New Research: Large-Raise ICOs ‘Never’ Deliver Returns

If an ICO raised “large” amounts during its token sale, it means the returns to investors are “never high,” according to new research published October 25.

Big Investment, Small Dividends

The results of a survey by cryptoasset investment fund Primitive confirm that investors choosing to send money to ICOs should, in fact, look for those which plan to raise smaller – not larger – amounts.

“We surveyed major ICOs and found – large raises never mean high returns,” Primitive co-founder Dovey Wan commented on Twitter uploading the data.

[A] War chest may buy superficial ‘traction,’ like how 40% of VC money for traditional startups all goes to Google/Facebook on ads.
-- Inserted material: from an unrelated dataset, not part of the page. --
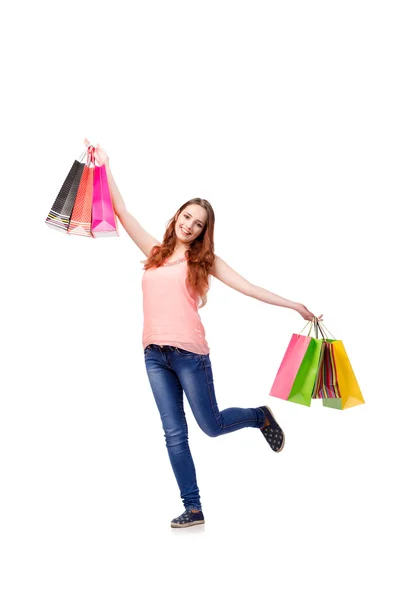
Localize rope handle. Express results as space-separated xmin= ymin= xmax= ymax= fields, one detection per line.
xmin=297 ymin=318 xmax=336 ymax=340
xmin=78 ymin=141 xmax=96 ymax=167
Being able to run lean is key to succeeding as a founder, in any sectors.

What’s In A Market Cap?

While Wan did not initially reveal which ICOs had constituted the data, the results continue recent negative publicity for the sector, which has seen losses this year often making headlines.

As BitcoinLinux reported in September quoting data from monitoring resource Diar, some of the biggest ICOs of 2017 have since lost the most money relative to their starting capital.

A list of the industry’s “top ten losers” placed Sirin Labs at number one, the project’s market cap dropping from $158 million after the ICO to just $17 million now – a loss of 89 percent.

Death Cross

Paragon, Bancor, and Kin also fared disastrously, shedding 96, 52 and 53 percent of their market cap respectively.

However, while the total figure for ICOs being “underwater” this year has passed 70 percent, market sentiment has since turned away from pure capital, Diar notes, due to the very nature of many of the projects behind fundraising moves.

“And with tokens having no equity representation, markets have shrugged off cash-on-hand as part of an enterprise valuation,” it summarized.